The opioid crisis touches all sectors of America’s patient population — especially underserved patients like agricultural workers in rural areas. In Washington and Idaho, six rural health clinics representing over 20 sites are working to ensure their policies, workflow, and clinical visits are aligned and implemented to address the crisis that has swept the nation.
The Fall 2016 Migrant Clinician's Network newsletter, "streamline", features an interview with MacColl Director Dr. Michael Parchman speaking about the Team-Based Opioid Management Project.
The project approaches the problem in part through guided self-assessments and shared learning opportunities in which enrolled clinics receive support for implementing the Six Building Blocks for Safe, Team-based Opioid Prescribing in Primary Care.
Six Building Blocks
- Leadership and consensus: Build organization-wide consensus to prioritize safe, more selective, and more cautious opioid prescribing.
- Use a registry to proactively manage patients: Implement pro-active population management before, during, and between clinic visits of all chronic opioid therapy patients to ensure that care is safe and appropriate and to measure results of chronic opioid therapy improvement activities.
- Revise policies and standard work: Revise and implement clinic policies and define standard work for health care team members to achieve safer opioid prescribing and chronic opioid therapy management in each clinical contact with chronic opioid therapy patients.

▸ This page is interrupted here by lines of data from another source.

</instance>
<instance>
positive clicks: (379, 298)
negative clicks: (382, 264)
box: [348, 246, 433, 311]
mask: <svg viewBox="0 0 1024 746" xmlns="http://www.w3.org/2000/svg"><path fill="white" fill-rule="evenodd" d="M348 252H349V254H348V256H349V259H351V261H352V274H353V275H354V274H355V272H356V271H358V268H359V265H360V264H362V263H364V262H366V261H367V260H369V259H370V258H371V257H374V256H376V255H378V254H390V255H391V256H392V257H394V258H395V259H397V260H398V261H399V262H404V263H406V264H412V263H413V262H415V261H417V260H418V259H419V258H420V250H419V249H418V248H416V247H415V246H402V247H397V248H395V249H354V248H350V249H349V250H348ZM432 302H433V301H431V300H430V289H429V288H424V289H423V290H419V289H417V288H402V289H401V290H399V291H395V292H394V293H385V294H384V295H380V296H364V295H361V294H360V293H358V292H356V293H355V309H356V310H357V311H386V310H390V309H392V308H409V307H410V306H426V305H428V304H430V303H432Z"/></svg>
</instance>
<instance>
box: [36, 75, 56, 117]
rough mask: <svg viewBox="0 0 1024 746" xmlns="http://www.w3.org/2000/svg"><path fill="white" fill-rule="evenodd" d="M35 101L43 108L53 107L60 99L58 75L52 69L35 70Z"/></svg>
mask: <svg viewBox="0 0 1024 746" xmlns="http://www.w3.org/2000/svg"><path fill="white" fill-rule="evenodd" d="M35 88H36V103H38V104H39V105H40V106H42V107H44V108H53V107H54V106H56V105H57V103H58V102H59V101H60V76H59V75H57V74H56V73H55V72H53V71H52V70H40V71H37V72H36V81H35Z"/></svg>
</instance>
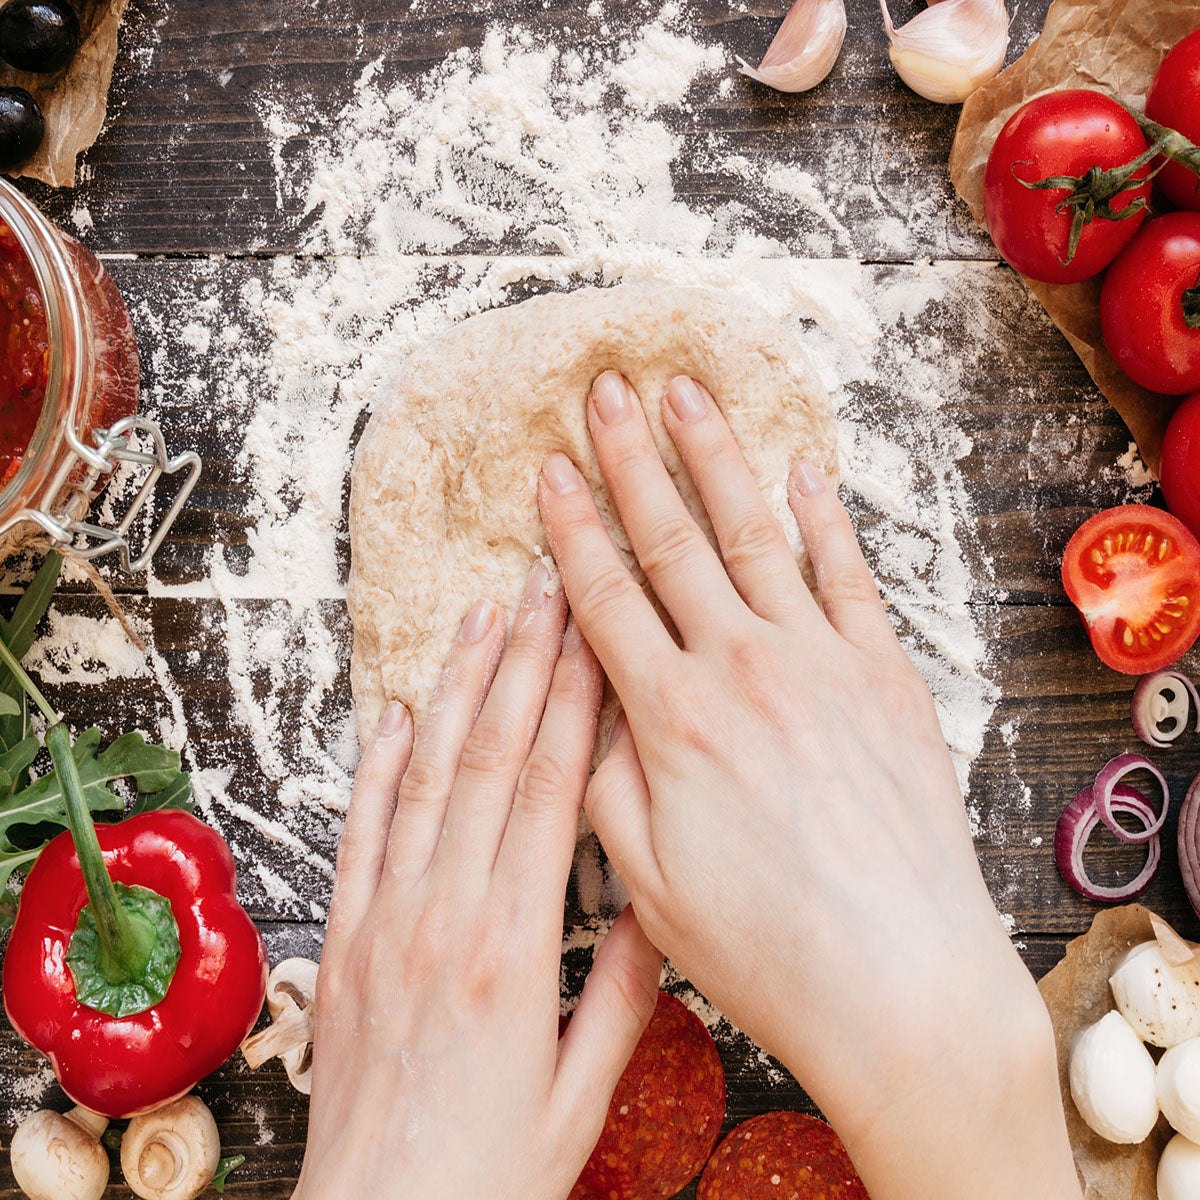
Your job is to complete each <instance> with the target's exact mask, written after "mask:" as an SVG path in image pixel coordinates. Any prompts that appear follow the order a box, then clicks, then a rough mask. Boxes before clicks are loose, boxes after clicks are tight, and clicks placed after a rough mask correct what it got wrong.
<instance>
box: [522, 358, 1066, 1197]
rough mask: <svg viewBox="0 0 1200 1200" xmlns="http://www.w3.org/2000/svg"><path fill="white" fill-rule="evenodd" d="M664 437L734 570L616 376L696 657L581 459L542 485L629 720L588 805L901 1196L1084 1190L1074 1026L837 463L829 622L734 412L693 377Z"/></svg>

- Planned, patient-centered visits: Through planned visits, conduct proactive population management before, during, and between clinic visits of all patients on chronic opioid therapy to ensure that care is safe and appropriate. Support patient centered, empathic communication for chronic opioid therapy patient care.
- Caring for complex patients: Develop policies and resources to ensure that patients who become addicted to opioids, or who develop complex opioid dependence, are identified and provided with appropriate care, either in the care setting or by outside referral.
- Measuring success: Continuously monitor progress and improve with experience.